That's because git isn't scalable.
This is a serious limitation in git that is drowned out by git advocacy. Search the git mailing lists and you'll find hundreds of users wondering why just a meager 100 MB of images (say, for a web site or application) brings git to its knees. The problem appears to be that nearly all of git relies on an optimization they refer to as "packing". Unfortunately, packing is inefficient for all but the smallest text files (i.e., source code). Worse, it grows less and less efficient as the history increases.
It's really an embarrassing flaw in git, which is touted as "fast" (despite lack of evidence), and the git developers are well aware of it. Why haven't they fixed it? You'll find responses on the git mailing list from git developers who won't recognize the problem because they Photoshop documents (*.psd) are proprietary format. Yes, it's really that bad.
Here's the upshot:
Use git for tiny, source-code only projects for which you don't feel like setting up a separate repo. Or for small source-code only projects where you want to take advantage of git's copy-the-entire-repo model of decentralized development. Or when you simply want to learn a new tool. All of these are good reasons to use git, and it's always fun to learn new tools.
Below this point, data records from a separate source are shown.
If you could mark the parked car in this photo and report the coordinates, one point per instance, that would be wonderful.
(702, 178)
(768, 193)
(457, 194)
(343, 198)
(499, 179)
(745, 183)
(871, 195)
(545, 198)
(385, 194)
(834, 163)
Don't use git if you have a large code base, binaries, huge history, etc. Just one of our repos is a TB. Git can't handle it. VSS, CVS, and SVN handle it just fine. (SVN bloats up, though.)
Also, give git time to mature. It's still immature, yet it has a lot of momentum. In time, I think the practical nature of Linus will overcome the OSS purists, and git will eventually be usable in the larger field.